Les services publics sont fournis par la métropole à coups de subventions. Les déchets de l’îlet sont ramassés par l’hélicoptère une fois par mois. Le facteur passe une fois par semaine, le médecin une fois par mois, deux infirmières se partagent le tour du cirque à pied, mais en cas d’urgence, l’hélicoptère est gratuit. Nous nous arrêtons pour un délicieux «café grillé», comprenez torréfié maison, chez Marie. Dans sa case aux couleurs pastel et au typique toit de tôle ondulée trônent les trophées remportés par son mari, un ancien champion de course à pied qui a fait l’ultratrail du Mont Blanc. Aujourd’hui, il est l’intendant de la moitié des écoles de Mafate, et lorsqu’il ne travaille pas, il monte sur son dos les provisions pour la famille, dans un sac de 15 à 20 kilos.

Pendant les six jours de marche dans le cirque, nous avons croisé peu d’habitants sur les chemins, mais beaucoup de randonneurs, surtout métropolitains et, le week-end, de nombreux Réunionnais qui se préparaient pour la Diagonale des fous, le célèbre trail qui traverse toute l’île à la mi-octobre.

La vie dans les gîtes

Roche Plate est adossé à une falaise impressionnante, qui devient presque inquiétante à la tombée de la nuit. Lorsque nous arrivons, un hélicoptère est en train de livrer le bois de cuisine pour tout l’îlet, une centaine d’âmes en tout. «Depuis 30 ans qu’il y a l’hélicoptère, notre vie s’est quand même beaucoup améliorée», explique Johan, l’aimable gérant du gîte qui, malgré son jeune âge, «ne quitterait Mafate pour rien au monde». Son père Merlin prépare le meilleur poulet au curry que nous ayons dégusté et qui nous change avantageusement du rougail de saucisse quotidien – le plat national réunionnais. Les gîtes de Mafate sont simples, mais confortables et pourvus de douches chaudes. L’électricité est produite surtout par les panneaux solaires, la cuisine se fait au bois ou au gaz. Il y a très peu de prises électriques, pas de wifi, mais la 4G passe partout. En ce mois d’octobre, la nuit tombe vers 18h30, et le repas est servi peu après, accompagné de rhum arrangé ou de punch. Le soir, dans les îlets les plus élevés, la brume descend souvent. Il y fait froid et comme les gîtes n’ont pas de salle commune, hormis la salle à manger qui reste fermée jusqu’au repas, cela peut être assez mélancolique, mais fait partie de l’âme du lieu. «J’étais venu à Mafate il y a une vingtaine d’années. Cela n’a pas beaucoup changé, mais les gîtes se sont bien améliorés», assure Fred Lang, l’organisateur de l’expédition.

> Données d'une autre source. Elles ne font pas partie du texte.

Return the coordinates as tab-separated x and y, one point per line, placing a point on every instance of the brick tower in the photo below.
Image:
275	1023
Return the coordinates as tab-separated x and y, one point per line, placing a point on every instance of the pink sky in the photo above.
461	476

Une expérience étonnante, sûrement unique

Le matin, on est réveillé par le chant des coqs, ce qui permet d’admirer le lever du jour. Les oiseaux s’égosillent dans une brise légère, le soleil éclaire rapidement les cimes, la vue sur le cirque et les ravins est dégagée, l’harmonie est totale.

Ces six jours d’isolement, encerclés par des falaises énormes, auront été une expérience inoubliable, bien qu’un peu austère par moments. «Mafate me rappelle un livre qui s’intitule Les Mines d’Or du Roi Salomon», nous confie Patrick Sériot, un randonneur expérimenté qui a sillonné le monde en long et en large. Le livre se déroule en Afrique orientale, dans un endroit complètement inaccessible. Ici, on arrive dans un monde perdu, où les gens vivent de façon incompréhensible, très éloignés les uns des autres. Cela ressemble aux Alpes du 14e siècle, où les gens vivaient en circuit fermé. Je n’ai jamais vu un endroit avec des pentes si vertigineuses, des contrastes d’altitude aussi déments et je n’ai jamais eu aussi froid sous les tropiques… mais j’adore!»